There is a view that this kind of tax – or some other kind of tax on wealth – should be introduced regardless of its obvious drawbacks simply because the wealthy don’t pay enough tax and a way must be found of making them do so. Warren Buffett wrote an article in the New York Times to this effect last week.
But while it may be the case that Mr Buffett should give more to the state (and I daresay no one will complain if he just goes ahead and does so off his own bat), in the UK we already tax wealth at an unusually high rate via inheritance tax. And, just as you can’t have two taxes on a primary home, it doesn’t appear to be quite right to have two taxes on wealth.

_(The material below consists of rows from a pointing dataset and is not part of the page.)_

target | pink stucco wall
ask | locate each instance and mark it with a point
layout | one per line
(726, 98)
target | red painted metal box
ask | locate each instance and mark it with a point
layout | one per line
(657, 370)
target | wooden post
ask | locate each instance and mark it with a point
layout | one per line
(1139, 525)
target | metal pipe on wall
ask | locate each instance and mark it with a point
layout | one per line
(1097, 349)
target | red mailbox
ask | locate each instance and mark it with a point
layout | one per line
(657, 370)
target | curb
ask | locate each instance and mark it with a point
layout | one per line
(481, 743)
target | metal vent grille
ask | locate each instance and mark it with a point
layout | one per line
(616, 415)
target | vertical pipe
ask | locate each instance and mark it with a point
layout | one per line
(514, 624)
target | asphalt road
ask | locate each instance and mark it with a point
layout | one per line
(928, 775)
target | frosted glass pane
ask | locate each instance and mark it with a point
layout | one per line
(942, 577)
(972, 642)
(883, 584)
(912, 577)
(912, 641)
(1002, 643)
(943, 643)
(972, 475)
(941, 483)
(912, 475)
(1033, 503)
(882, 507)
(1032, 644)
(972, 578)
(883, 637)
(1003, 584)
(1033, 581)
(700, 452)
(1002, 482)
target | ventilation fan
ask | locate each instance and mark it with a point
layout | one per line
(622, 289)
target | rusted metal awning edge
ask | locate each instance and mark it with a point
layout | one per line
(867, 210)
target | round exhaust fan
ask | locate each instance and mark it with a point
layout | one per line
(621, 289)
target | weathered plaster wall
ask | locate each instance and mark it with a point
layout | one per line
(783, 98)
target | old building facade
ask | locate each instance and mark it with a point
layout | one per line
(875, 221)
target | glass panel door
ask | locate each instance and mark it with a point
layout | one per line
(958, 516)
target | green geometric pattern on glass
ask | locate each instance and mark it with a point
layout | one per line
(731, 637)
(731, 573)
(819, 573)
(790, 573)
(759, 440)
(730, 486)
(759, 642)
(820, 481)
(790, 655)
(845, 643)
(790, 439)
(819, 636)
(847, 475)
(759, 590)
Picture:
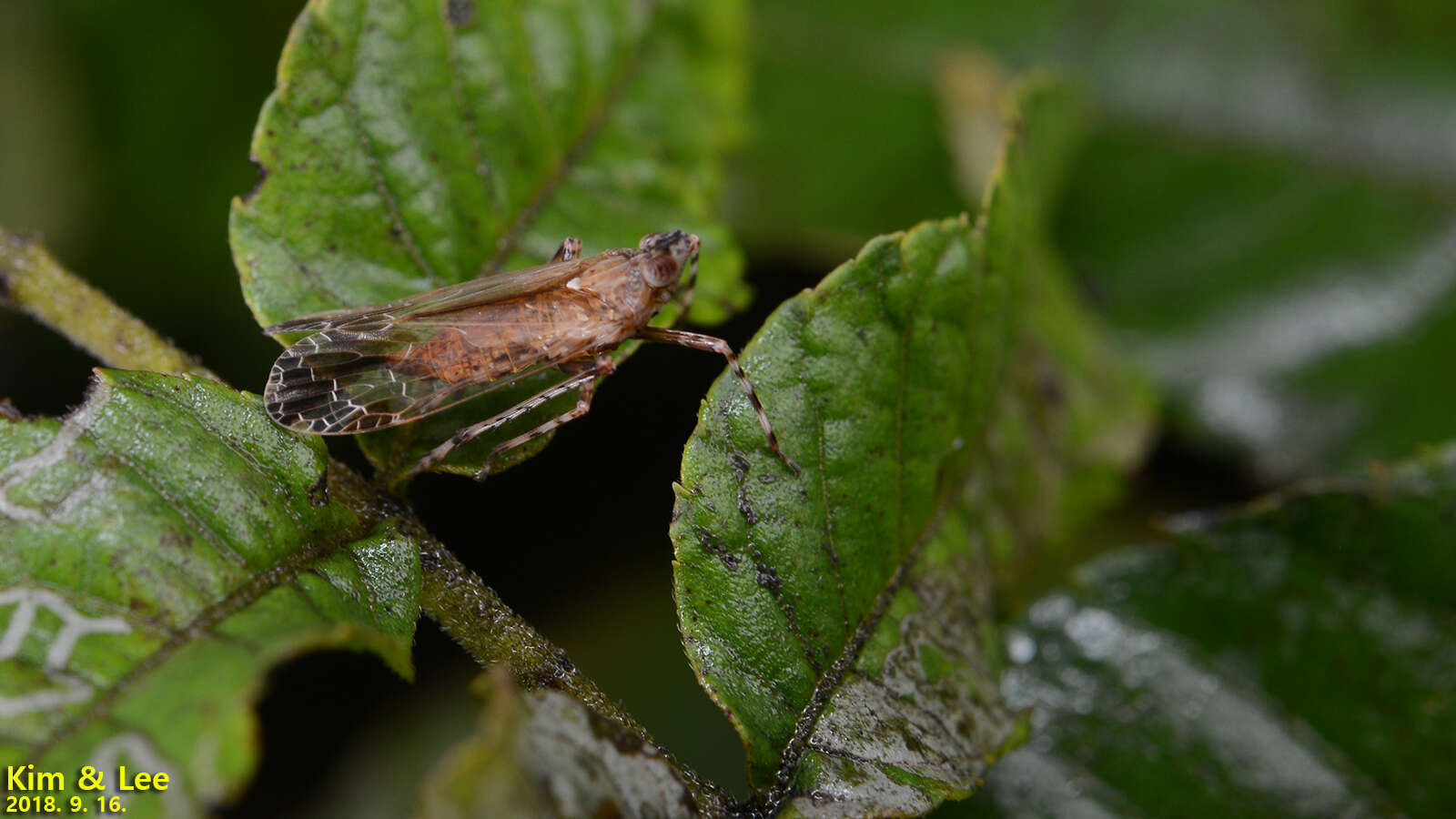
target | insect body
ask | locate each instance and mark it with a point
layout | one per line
(386, 365)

There was much talk, while I was away and London was rioting, about how policing is consensual. You can only police people that agree to be policed. But we mustn’t forget that the same goes for tax. Charge people too much, and you run the risk that they won’t pay. I don’t exactly move in super-rich circles but even I know people who have left the UK as tax exiles.
With this in mind, this week I finally got around to looking properly at the new student loan rules. I’m quite shocked.

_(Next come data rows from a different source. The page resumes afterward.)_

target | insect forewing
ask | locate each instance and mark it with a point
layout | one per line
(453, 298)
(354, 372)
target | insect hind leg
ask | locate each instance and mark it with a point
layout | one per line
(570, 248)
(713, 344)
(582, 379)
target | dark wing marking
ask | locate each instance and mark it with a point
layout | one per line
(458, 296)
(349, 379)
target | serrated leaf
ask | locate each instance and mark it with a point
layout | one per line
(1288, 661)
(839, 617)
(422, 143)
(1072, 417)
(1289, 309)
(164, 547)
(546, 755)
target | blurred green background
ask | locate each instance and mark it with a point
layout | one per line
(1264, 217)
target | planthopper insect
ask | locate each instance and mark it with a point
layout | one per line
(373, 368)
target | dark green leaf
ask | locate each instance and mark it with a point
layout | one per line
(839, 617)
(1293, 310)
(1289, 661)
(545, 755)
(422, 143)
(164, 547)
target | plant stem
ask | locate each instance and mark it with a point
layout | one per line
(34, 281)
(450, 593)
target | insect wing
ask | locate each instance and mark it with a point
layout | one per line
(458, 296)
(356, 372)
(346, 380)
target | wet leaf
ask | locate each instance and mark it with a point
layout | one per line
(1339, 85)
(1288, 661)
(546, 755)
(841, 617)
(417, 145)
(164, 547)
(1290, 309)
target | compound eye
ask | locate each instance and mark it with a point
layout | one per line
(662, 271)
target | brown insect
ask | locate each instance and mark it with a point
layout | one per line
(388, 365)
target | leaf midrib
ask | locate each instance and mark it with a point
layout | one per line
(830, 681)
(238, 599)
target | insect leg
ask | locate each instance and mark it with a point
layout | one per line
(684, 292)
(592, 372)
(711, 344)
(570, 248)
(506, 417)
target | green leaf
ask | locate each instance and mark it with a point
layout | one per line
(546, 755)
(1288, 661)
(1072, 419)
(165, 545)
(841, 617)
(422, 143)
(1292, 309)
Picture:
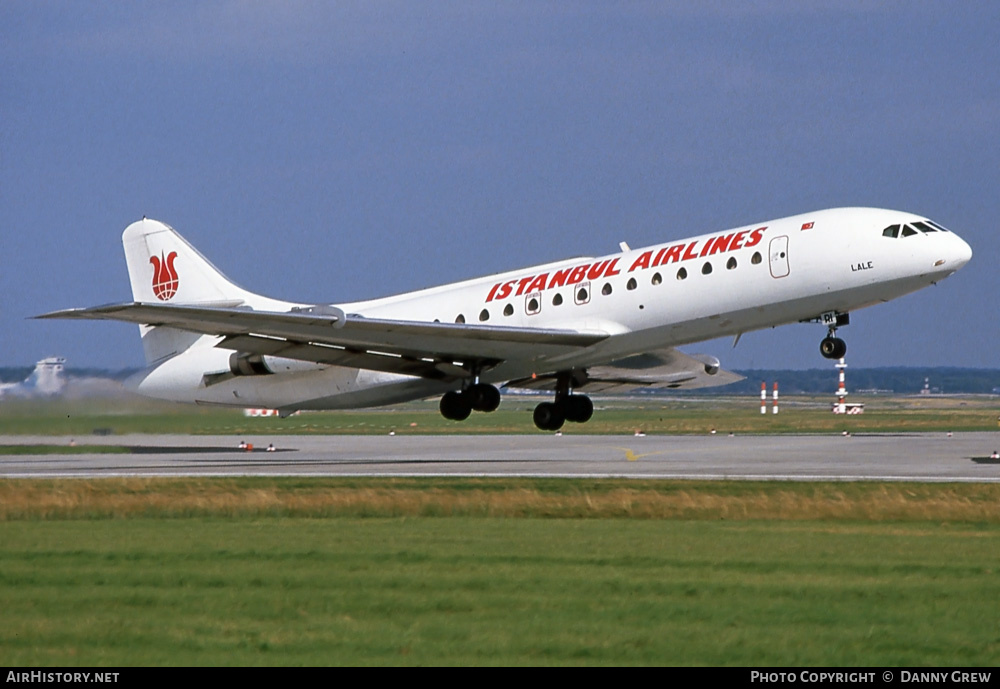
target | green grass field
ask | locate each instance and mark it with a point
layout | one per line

Graduates will pay 9% of their income until they have either paid back their borrowings (plus real interest) or until 30 years have passed. The net effect will be that a graduate earning £22,000 will suffer a marginal tax rate of 41% (20% income tax, 12% national insurance and 9% ‘repayments’). One earning £150,000 will be paying 61%.
Let’s all hope Cable never gets his way on wealth taxes. I can’t imagine these graduates would be too pleased when they find – should they ever manage to buy and sell a house and should property prices ever rise again – that they have to stump up for CGT too.